Her connection to her name had strengthened. The sound of triumphant laughter boiled up over the edges of the pit.
“I’m not leaving them there!”
Diana laid her hand on her sister’s arm and to Claire’s surprise her voice was gentle as she said, “You’re a Keeper. Seal the s…son of a bitch.”
Down in the pit something that had once been Mrs. Abrams’ Baby barked as Dean rose up into the furnace room surrounded by a cloud of tiny lights. When both his feet were on the ground, and before either Claire or Diana could get their mouths shut to say anything, he opened his left hand.
Two lights few out.
Claire peeled her fingers back off her palm.
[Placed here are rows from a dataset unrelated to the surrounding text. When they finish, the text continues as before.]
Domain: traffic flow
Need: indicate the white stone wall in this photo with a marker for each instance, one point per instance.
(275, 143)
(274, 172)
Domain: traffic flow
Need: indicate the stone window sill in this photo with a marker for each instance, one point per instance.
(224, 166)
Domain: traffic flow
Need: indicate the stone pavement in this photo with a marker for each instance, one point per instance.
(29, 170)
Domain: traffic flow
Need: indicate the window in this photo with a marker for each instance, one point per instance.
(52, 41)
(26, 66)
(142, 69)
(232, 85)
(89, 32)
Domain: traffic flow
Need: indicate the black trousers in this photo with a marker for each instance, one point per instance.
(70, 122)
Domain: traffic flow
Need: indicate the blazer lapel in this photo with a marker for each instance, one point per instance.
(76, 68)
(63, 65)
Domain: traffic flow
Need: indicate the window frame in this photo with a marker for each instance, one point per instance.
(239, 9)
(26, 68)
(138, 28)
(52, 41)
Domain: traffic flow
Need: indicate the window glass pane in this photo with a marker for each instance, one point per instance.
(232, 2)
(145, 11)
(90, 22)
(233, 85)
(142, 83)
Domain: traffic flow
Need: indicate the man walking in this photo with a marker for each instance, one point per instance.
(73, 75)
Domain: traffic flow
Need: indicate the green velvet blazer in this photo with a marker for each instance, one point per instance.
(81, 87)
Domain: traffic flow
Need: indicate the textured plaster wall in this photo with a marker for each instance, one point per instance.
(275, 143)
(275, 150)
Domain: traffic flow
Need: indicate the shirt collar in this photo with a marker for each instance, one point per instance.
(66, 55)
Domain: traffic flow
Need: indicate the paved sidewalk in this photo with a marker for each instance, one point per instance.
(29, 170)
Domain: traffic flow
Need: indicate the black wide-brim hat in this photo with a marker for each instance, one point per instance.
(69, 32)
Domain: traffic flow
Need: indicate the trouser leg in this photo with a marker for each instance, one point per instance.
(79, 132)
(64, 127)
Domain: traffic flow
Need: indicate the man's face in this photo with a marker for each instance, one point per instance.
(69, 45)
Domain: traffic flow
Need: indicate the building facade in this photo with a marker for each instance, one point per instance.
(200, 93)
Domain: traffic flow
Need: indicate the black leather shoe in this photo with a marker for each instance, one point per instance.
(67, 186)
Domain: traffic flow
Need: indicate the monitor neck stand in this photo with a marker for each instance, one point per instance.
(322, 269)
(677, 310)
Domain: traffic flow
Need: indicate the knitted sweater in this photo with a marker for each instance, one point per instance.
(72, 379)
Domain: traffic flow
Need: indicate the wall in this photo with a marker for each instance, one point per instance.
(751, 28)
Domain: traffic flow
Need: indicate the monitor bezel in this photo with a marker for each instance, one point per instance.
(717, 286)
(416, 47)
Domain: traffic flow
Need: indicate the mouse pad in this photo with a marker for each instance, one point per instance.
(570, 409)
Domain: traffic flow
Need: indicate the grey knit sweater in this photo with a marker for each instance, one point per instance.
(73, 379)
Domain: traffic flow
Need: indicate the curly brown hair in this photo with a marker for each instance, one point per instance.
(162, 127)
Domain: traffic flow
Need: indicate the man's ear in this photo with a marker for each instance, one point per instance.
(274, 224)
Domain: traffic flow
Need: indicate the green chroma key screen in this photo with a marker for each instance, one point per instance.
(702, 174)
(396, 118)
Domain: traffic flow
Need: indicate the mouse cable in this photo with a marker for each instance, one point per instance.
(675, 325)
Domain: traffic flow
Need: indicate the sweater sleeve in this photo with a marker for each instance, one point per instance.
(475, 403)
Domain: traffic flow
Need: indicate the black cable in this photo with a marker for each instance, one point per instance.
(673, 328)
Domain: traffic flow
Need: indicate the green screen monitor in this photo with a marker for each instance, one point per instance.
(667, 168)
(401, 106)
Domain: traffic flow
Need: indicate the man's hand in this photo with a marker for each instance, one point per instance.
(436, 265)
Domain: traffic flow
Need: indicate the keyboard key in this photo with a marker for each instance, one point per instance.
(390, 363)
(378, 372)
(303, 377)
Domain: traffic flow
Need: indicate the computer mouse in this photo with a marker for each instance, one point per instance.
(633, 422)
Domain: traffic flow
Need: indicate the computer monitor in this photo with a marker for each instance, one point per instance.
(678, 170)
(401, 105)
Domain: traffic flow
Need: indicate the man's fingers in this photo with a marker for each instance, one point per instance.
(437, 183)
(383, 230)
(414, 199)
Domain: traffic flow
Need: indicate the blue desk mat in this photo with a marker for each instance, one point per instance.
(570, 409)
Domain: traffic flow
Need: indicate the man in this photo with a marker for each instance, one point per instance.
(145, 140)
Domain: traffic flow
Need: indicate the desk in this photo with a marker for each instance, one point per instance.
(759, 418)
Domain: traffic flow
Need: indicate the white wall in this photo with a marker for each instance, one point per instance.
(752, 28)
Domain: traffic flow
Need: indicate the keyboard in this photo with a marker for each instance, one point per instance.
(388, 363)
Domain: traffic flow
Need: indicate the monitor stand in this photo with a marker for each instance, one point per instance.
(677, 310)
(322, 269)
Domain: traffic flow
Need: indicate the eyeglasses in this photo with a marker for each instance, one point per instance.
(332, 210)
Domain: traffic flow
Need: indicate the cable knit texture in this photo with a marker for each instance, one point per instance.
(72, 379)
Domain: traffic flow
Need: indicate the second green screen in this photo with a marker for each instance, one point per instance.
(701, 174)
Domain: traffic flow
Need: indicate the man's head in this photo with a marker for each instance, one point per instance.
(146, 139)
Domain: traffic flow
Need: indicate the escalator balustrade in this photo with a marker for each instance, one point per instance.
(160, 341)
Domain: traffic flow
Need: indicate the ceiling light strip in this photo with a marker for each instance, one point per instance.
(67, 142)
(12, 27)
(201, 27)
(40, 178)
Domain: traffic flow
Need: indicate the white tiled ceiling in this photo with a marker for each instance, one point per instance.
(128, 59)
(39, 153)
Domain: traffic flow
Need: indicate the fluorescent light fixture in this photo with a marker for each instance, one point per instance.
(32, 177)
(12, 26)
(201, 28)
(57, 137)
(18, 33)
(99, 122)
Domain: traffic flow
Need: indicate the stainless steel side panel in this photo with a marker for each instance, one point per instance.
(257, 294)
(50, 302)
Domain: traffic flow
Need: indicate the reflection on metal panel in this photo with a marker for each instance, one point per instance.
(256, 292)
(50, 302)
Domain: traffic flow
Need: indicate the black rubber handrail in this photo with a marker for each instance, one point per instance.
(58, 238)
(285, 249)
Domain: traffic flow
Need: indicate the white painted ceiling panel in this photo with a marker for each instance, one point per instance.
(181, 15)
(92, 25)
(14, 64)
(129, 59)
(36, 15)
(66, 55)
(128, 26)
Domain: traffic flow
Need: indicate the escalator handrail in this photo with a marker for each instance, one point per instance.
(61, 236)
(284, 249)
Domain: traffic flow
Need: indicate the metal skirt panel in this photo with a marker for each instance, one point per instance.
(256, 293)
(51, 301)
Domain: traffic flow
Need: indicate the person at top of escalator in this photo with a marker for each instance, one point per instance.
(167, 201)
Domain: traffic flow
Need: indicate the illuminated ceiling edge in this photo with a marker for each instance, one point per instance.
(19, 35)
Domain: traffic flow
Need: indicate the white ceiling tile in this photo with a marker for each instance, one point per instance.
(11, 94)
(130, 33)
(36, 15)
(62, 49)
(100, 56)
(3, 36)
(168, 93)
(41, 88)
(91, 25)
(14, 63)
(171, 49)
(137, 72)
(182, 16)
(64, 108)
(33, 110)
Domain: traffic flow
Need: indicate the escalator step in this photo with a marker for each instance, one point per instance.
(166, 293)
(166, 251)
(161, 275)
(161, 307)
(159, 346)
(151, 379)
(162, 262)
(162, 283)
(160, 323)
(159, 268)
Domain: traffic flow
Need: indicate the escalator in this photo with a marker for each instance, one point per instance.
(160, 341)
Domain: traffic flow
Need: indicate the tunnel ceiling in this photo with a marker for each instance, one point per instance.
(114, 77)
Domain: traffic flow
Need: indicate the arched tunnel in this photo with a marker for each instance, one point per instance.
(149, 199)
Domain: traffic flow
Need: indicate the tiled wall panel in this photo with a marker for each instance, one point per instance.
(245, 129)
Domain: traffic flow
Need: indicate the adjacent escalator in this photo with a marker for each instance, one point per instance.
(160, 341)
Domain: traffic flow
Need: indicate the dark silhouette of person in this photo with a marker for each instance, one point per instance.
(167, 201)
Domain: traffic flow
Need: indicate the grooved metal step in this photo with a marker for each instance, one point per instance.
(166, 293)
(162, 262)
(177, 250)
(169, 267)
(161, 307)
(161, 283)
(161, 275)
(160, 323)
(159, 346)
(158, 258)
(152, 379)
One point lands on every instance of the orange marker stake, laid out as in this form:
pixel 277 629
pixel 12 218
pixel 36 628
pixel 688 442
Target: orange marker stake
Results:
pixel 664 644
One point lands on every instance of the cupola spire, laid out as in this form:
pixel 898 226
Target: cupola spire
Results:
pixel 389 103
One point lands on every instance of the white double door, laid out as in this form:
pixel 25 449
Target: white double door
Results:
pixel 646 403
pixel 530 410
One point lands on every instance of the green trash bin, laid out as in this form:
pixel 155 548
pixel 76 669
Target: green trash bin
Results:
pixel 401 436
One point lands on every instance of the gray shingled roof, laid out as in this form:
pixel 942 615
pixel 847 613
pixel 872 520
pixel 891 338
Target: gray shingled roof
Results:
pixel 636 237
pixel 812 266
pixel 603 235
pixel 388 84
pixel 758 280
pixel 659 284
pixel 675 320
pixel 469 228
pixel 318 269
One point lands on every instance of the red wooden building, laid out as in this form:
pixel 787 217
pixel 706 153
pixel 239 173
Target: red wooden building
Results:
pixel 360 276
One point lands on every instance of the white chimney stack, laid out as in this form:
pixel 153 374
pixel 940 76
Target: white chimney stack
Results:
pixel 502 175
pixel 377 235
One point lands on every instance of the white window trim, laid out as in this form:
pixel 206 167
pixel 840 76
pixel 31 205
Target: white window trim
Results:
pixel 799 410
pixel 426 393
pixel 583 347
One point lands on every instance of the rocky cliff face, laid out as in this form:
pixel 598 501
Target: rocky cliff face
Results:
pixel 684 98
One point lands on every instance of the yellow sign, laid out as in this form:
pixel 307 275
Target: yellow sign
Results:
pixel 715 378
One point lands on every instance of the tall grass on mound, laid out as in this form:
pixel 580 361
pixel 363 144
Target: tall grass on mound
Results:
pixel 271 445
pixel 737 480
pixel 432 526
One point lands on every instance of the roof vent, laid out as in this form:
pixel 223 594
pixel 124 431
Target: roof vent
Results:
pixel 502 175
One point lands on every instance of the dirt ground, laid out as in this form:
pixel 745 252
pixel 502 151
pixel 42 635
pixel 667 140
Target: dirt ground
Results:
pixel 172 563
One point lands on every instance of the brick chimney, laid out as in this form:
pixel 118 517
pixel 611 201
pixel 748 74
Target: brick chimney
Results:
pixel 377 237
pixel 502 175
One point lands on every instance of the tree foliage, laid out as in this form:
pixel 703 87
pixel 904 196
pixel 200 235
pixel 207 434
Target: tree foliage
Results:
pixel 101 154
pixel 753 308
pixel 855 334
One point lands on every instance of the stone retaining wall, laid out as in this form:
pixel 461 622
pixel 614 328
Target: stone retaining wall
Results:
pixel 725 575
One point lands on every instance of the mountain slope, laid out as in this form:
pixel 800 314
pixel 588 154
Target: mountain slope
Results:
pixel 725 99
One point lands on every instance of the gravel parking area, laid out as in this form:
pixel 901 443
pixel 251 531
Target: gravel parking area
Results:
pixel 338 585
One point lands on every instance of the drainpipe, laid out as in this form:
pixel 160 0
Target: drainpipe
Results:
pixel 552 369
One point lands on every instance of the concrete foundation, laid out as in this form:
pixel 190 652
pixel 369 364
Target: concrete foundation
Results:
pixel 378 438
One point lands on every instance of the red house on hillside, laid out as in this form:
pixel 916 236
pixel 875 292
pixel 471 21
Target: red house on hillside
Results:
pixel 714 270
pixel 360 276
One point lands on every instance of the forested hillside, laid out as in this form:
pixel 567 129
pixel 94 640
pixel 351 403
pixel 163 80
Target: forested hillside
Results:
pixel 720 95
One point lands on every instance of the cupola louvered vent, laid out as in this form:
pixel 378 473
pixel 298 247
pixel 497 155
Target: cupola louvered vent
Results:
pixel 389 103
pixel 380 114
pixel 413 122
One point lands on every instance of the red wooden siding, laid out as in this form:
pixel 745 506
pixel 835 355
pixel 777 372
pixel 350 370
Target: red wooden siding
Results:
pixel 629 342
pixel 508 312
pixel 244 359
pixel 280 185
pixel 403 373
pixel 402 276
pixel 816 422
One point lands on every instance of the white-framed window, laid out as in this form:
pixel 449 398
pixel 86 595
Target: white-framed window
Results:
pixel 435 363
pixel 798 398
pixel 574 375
The final light spun up into the air.
Jacques rematerialized.
Dean coughed once and stumbled forward. Together, Claire and Diana eased him down onto the bottom step, then Claire turned back toward the pit.
She could feel Sara clawing her way up her name, closer and closer to the edge of the possibilities. Holding tightly to the seal, Claire broke all the remaining links but Sara’s.
The building shook as the pentagram, etched into solid rock, slid toward the center of itself. The inner edges disappeared. Flickering through the visible spectrum and one or two colors beyond, hundred-year-old words of summoning poured into the hole.
“Claire!” Stretched out like smoke in a wind, Jacques streamed toward Hell, caught in the binding.
Even if there was time, unraveling the binding would free Sara’s name.